本編の応援コメントで、自分も身長は高くないがこのような差別を受けたことはないという旨のものがあった。
差別問題を提起すると、こうした反差別を無効化する物言いが決まって出てくる。
大抵は当事者を名乗りつつ。
仮にその自称が嘘偽りのないもので、本当に差別に遭ったことがないのだとしても、それはたまたま己個人の運が良かっただけだ。
そんな単純な事実になぜ思いが至らないのか。
あるいは、差別を差別と認めたくないだけかもしれない。
ただでさえ社会から不当なコンプレックスを植え付けられているのに、さらに自身が被害者であるなど、人によっては認めるだけでも辛いところだろう。
やはりその者もまた被害者なのだ。
このように、差別とは何重もの層をなして被害者をじわりじわりと追い詰めていく。
たとえ、どちらかといえば世間的に容認され、さほど大したことがないとされるような差別であってもだ。
悪気はなかった。本気じゃなかった。
そんなつもりはなかった。
まさか、そんな深刻に受け取るだなんて……
主人公は「背が低い」男性。
「たったそれだけ?」と思うかもしれない。
この作品における「まわり」も皆そう思っていた。
だから深く考えることもなく、彼をからかい、「向いていない」という理由で冷遇し、目を背けた。

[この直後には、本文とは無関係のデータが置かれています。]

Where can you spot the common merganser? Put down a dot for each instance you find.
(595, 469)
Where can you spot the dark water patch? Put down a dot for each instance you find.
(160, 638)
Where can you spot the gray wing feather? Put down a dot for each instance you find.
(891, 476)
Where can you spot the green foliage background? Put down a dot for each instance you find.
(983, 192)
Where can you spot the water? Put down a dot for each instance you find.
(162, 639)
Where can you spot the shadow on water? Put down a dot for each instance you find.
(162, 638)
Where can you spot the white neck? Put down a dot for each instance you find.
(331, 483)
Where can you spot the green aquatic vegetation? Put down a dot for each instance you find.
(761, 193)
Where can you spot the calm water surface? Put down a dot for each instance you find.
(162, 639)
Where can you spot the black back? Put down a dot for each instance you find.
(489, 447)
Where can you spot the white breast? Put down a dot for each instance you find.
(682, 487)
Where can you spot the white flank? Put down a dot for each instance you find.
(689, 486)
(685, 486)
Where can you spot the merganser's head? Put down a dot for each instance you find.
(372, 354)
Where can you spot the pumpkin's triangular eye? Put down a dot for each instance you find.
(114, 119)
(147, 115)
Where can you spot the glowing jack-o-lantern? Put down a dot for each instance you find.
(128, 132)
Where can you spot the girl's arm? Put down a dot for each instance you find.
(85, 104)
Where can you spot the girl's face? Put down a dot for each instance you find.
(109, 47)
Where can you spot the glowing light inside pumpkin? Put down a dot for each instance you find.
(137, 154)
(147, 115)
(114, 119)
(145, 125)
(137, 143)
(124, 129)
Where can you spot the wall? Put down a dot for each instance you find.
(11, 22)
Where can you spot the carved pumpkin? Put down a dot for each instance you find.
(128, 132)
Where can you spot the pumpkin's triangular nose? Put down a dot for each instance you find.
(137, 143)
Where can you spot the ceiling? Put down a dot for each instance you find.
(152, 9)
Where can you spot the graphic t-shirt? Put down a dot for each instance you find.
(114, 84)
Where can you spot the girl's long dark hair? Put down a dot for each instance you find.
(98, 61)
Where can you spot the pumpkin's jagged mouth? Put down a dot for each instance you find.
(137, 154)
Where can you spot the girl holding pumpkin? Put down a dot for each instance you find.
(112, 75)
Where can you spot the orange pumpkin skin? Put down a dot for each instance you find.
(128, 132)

そのひとつひとつが、積み重なれば人を殺せる毒であったとも知らずに。
マイノリティの活動はネット・コミュニティの影響もあって大きくなりつつある。けれども、それが適切に伝わっているかは疑問であるし、
何よりも「意識すらされない」マイノリティがいることも事実である。
諸手を挙げて、彼の行為や理屈に賛同することは出来ない。
ただ、恐らくは新聞の片隅にすら載らず、静かに忘れ去られていくであろうマイノリティの哀しみは、胸に迫るものがあった。